Goal
Squash is a racket sport played in a four-walled court with a soft ball. The goal of this project is to recognize the positions of the players and the ball at every frame of a recorded squash game. This is obviously useful for gathering all kinds of statistics about a game, and the strategy and tactics of individual players. This task is challenging because the ball might be blurry, and only a few pixels in size in any given frame, and it is sometimes obscured by the players. The players also constantly cross over each other and often take up the same space in the frame, making it harder to track them individually. The existing solutions to these problems either involve slow deep learning algorithms or multiple perfectly set up cameras. Here I propose an almost entirely non-ML approach to tracking the ball and a simple color-based algorithm for tracking the players.
Implementation
Tracking the ball
The algorithm starts with a frame like this: The frame is binarized, normalized, and then binarized again with a very high threshold. This removes all of the stationary elements from each frame. After that, the algorithm puts detects the players and puts black boxes around them, and after a round of filtering and denoising we get an image:
binimages = Binarize[#, initialbin] & /@ images;
scaledimgs = ImageMultiply[#, 1/frames] & /@ binimages;
imgmask = ImageAdd[scaledimgs];
maskedimgs = ImageDifference[#, imgmask] & /@ binimages;
boxedimgs =
Table[Image[
Show[maskedimgs[[n]],
Graphics[{Opacity[1], Black,
ImageBoundingBoxes[images[[n]],
Entity["Concept", "Person::93r37"],
AcceptanceThreshold -> humandetect]}]]], {n, frames}];
imgbins =
Table[DeleteSmallComponents[
TotalVariationFilter[Binarize[boxedimgs[[n]], finalbin]],
smallcomponents], {n, frames}];
This is all of the processed images layered on top of each other: A human can clearly see the trajectory of the ball, but there is also a lot of noise that comes from players' body parts and rackets sticking out of their bounding box. However, there are still noticeable patterns that distinguish the ball from other objects. If there is an object in the top part of the image, it's probably the ball. If the ball is the left side, for example, it's probably going to be the leftmost element, vice versa for the right side. Using these simple heuristics the ball can be detected in a high percentage of the frames and with little error.

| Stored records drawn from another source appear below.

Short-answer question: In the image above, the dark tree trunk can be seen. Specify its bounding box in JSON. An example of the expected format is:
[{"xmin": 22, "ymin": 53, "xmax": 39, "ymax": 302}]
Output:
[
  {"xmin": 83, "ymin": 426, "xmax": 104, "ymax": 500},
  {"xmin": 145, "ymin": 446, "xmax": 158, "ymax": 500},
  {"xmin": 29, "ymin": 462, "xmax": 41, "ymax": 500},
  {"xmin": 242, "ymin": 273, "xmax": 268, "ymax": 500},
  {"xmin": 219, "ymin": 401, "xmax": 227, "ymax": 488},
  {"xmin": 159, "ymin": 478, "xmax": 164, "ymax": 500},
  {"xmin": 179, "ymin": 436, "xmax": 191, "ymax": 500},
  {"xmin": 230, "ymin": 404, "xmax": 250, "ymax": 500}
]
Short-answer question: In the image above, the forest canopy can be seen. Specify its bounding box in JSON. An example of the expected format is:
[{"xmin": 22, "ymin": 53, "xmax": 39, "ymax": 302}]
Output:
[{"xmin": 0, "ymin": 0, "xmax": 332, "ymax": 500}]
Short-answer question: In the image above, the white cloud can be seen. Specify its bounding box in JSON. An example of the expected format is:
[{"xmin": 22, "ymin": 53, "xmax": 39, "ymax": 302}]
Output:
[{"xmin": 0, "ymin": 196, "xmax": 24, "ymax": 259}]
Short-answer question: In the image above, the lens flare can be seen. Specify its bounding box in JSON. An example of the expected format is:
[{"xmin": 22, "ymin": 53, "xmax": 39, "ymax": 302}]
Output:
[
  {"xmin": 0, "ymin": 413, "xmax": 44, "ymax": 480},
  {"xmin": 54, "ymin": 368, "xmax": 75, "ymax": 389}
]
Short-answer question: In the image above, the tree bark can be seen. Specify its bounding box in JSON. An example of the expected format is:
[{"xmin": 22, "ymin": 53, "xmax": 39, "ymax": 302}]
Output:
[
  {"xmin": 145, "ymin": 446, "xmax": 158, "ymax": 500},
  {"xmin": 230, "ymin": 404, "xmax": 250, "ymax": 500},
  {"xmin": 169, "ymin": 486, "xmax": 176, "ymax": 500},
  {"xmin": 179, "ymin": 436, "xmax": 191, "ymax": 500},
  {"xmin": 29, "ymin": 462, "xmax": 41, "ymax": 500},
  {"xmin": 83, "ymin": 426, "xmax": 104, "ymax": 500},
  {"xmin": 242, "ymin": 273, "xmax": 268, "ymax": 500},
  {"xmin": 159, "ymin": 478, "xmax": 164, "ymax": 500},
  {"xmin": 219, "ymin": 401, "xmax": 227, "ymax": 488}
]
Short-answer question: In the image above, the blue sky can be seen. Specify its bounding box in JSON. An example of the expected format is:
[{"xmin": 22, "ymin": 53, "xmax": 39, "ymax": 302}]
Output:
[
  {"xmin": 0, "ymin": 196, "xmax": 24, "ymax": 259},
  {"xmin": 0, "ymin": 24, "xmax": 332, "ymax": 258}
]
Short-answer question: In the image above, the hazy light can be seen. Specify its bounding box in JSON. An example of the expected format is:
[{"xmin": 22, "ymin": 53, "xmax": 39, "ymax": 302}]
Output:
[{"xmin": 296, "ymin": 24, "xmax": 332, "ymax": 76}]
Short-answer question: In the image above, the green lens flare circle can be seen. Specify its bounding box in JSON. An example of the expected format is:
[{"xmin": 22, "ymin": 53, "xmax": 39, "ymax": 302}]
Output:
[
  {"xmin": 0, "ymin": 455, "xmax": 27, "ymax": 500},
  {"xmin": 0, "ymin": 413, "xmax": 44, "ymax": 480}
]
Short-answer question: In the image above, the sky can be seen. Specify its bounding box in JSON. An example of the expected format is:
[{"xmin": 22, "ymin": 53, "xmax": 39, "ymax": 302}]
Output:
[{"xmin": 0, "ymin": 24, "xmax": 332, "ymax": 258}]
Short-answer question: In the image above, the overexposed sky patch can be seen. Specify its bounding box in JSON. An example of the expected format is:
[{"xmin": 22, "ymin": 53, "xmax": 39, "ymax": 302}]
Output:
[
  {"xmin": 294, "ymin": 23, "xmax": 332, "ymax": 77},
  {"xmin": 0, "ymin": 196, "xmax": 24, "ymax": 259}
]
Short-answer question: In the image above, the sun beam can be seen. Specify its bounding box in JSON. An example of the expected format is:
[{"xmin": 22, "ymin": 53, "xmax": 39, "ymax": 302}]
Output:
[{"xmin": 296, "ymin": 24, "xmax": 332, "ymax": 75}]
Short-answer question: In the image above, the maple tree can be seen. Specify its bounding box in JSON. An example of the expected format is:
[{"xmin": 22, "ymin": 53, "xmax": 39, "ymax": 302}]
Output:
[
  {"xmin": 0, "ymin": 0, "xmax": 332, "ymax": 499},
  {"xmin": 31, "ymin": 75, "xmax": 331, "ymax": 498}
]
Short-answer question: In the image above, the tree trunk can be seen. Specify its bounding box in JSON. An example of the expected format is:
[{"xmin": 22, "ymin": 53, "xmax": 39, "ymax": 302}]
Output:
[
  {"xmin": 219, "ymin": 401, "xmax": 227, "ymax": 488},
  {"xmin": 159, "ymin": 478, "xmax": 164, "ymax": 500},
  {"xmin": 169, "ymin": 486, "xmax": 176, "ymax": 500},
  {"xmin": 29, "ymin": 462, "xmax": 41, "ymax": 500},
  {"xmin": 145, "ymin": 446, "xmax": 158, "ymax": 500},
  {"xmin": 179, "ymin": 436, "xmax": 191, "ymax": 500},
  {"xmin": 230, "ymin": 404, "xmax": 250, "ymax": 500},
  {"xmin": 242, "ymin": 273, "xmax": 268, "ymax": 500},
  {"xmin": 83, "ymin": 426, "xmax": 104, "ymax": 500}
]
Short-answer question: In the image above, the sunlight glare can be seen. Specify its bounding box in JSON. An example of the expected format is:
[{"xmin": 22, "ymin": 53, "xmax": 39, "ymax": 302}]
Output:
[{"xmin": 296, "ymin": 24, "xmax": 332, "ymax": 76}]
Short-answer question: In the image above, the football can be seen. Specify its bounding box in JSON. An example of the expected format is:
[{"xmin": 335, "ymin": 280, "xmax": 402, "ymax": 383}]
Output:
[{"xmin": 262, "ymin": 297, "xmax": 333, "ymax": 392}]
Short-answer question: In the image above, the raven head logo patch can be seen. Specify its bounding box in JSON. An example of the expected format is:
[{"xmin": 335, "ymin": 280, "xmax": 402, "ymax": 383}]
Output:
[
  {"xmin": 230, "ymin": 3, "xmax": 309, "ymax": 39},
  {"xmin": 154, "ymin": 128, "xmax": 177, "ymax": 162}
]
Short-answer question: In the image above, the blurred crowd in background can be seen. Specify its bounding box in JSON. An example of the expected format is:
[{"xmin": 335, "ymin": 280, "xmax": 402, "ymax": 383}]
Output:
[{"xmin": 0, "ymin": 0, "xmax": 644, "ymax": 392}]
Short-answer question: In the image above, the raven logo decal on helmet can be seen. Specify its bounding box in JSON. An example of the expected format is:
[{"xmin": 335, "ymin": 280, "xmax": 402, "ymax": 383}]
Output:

Tracking the players Initially, I attempted to track the players using ImageFeatureTrack, but because the players cross over and turn almost constantly all of the points that the function was tracking were lost in the span of a few frames. Instead, I decided to track the players using the colors of their t-shirts. I used ImageCases to get the crop of each player and then ran DominantColors. After that, I deleted the common colors and ended up with these reference color schemes:
pplnum = Table[
Length[ImagePosition[images[[n]],
Entity["Concept", "Person::93r37"],
AcceptanceThreshold -> humandetect]], {n, frames}];
player1 =
Union[Flatten[
Table[DominantColors[
ImageCases[images[[n]], Entity["Concept", "Person::93r37"],
AcceptanceThreshold -> humandetect][[1]],
MinColorDistance -> 0.3], {n, {1, 2, 3, 5}}]]];
player2 =
Union[Flatten[
Table[DominantColors[
ImageCases[images[[n]], Entity["Concept", "Person::93r37"],
AcceptanceThreshold -> humandetect][[2]],
MinColorDistance -> 0.3], {n, {1, 2, 3, 5}}]]];
common = DeleteDuplicates[
Flatten[Table[
Table[If[
ColorDistance[player1[[c2]], player2[[c1]]] <
0.3, {player2[[c1]], player1[[c2]]}], {c1,
Length[player2]}], {c2, Length[player1]}]]] /.
Null -> Sequence[];
sortedplayer1 = Select[player1, ! MemberQ[common, #] &];
sortedplayer2 = Select[player2, ! MemberQ[common, #] &];
Then, for each frame, I determined which ImageCase matched which reference color scheme using ColorDistance. Putting the tracking of the ball and the players together we get something like this:
The players can be reliably tracked in every frame and the ball is accurately tracked in almost 70% of all frames.
Shortcomings
Though the image processing algorithm with default parameters works fairly well for all courts, areas of the image where the ball is likely to be need to be redefined for footage of different tournaments, because of the variance in camera angles (if the camera is closer to the ground, the players be covering more of the front wall).
Future Directions
In the future, I would like to use this data to produce a log of shots for a game, with timestamps, and then use that data to analyze the strategies of different players.